What Your Poo Says About You

What Your Poo Says About You

Since we aren’t at the dinner table, let’s talk about poop. Bowel movements aren’t widely discussed, but they are an inevitable part of life. Your bowels can actually say a lot about you and inform you about your gastrointestinal health. Without further or doo (get it?), here’s the inside scoop about poop.

What’s In Your Poop?

Pooping is an essential part of life, and it’s your body’s natural way of eliminating waste. This is why your poo can give you a clue as to goings on inside your body. The texture, shape, color, or even smell of your poop can reveal dietary deficiencies, dehydration, or illnesses. Your bowels are comprised of 75% water, and the rest is a stinky combination of fiber, dead and live bacteria, undigested food, cells, and mucus. You often hear the phrase, “Your shit stinks.” Well, this is due to sulphur-containing chemicals, which are known to break down proteins. If you cut down the amount of protein in your diet and regularly exercise, then there may be less waste protein to produce that foul odor. Sometimes the smell can be severely foul for multiple reasons, including medications, food that was stuck in the colon for too long, or an infection.


If someone told you that it was normal to poop a few times a week, that person was lying to you.
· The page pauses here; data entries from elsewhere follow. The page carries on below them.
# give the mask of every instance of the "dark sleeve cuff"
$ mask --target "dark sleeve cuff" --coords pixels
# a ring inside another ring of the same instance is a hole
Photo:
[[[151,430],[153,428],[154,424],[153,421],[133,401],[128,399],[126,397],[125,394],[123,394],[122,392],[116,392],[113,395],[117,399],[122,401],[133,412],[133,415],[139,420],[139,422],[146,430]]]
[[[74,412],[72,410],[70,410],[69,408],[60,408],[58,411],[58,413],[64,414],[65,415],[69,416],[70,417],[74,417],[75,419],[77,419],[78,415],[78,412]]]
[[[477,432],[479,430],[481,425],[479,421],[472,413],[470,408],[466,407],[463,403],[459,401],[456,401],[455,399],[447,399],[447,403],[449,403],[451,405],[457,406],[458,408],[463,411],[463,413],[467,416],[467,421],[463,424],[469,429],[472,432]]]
Going more than three days without emptying the tank can be a sign of constipation, which can be caused by many factors like dehydration, dietary habits, lack of fiber, or other medical conditions. It’s normal of the average person to empty his/her bowels once a day. Some people poop 1-3 times a day, which is still normal, while others just have it down to a science and poop at the same time every single day. If your poop is watery and you are excreting more than three times a day, you enter into the world of diarrhea, which is something you need to address.

Remember, it is normal for a person with a healthy diet to have one bowel movement a day. If you are experiencing constipation, one bowel movement every three days, there are several things you can do to empty the tank:

  • Remove gluten (barley, wheat, rye, spelt, and other grains) from your diet
  • Try to maintain a whole foods diet. Make sure you consume a lot of fresh, organic fruits and vegetables that provide fiber. It is ideal for your fiber to come from vegetables instead of grains; you can also get fiber from flax seeds.
  • Say goodbye to artificial sweeteners, chemical additives, MSG, processed foods, and excess sugar to promote better digestive function.
  • Drink lots of water and stay hydrated.


Some people tend to flush and go without taking the time to glance at their feces. It’s not a popular topic of conversation, but the form can indicate if we are healthy or not. If your poop is hard, in pieces, and you have to strain to pass it, then you are likely constipated.

You want to be at #3, #4, and #5 on the chart. A nice tubular shape is optimal, and it should come out with ease. If your stool is loose then you can add fibrous foods to help firm it up. If you are on the opposite end of the spectrum and it is too hard, you may need some probiotics, raw nuts and seeds, or pears to loosen up your bowels and promote proper digestion.

Color Matters

If you’re the type that looks at your stool, you may notice that it can vary in color. The ideal color is a medium or dark brown. Black poop can indicate that there is bleeding in the upper G.I. tract. It could also mean that there is an ulcer in the stomach, or an early indication of colon cancer. Here’s a general rule of thumb: see a medical professional if you see blood in your toilet. Let it be known that a small amount of blood may be caused by pushing too hard, which can cause a small tear around the anus or even hemorrhoids.

Poop can be a seaweed green for two reasons: Your diet may consist of lots of leafy green vegetables (which is great!), or food may be passing too quickly through your digestive system (not so great). Bile can have a green tinge, and if it is in your stool, then body didn’t have time to properly digest it. Your poop can also look grayish if you are on certain medications. It can also be light in color, which may suggest a liver problem. If the liver isn’t producing enough bile, then your body isn’t properly detoxifying. To remedy this, you can incorporate dandelions and beets into your diet to help detox the liver.

Squat, Don’t Sit

Squatting as opposed to sitting can help you properly and fully eliminate your bowels. Why squat? When you sit down to poop, your knees are at a 90-degree angle to your abdomen. That can pinch your anal canal and prevent full bowel elimination. Squatting straightens the rectum, allowing easy passage of stool. You may want to look into a Squatty Potty to allow gravity to do most of the work, which helps to avoid colon build up. You don’t want to strain to eliminate because that can cause hemorrhoids or pelvic issues.

Poop is your friend. Embrace the ability to naturally release your bowels because it is a healthy part of life. A great way to effectively eliminate your bowels is through cleansing or participating in a colonic. It’s great to eliminate, so make sure you regularly do the doo and have regular poos. Remember, 80-90% of all diseases start in the colon!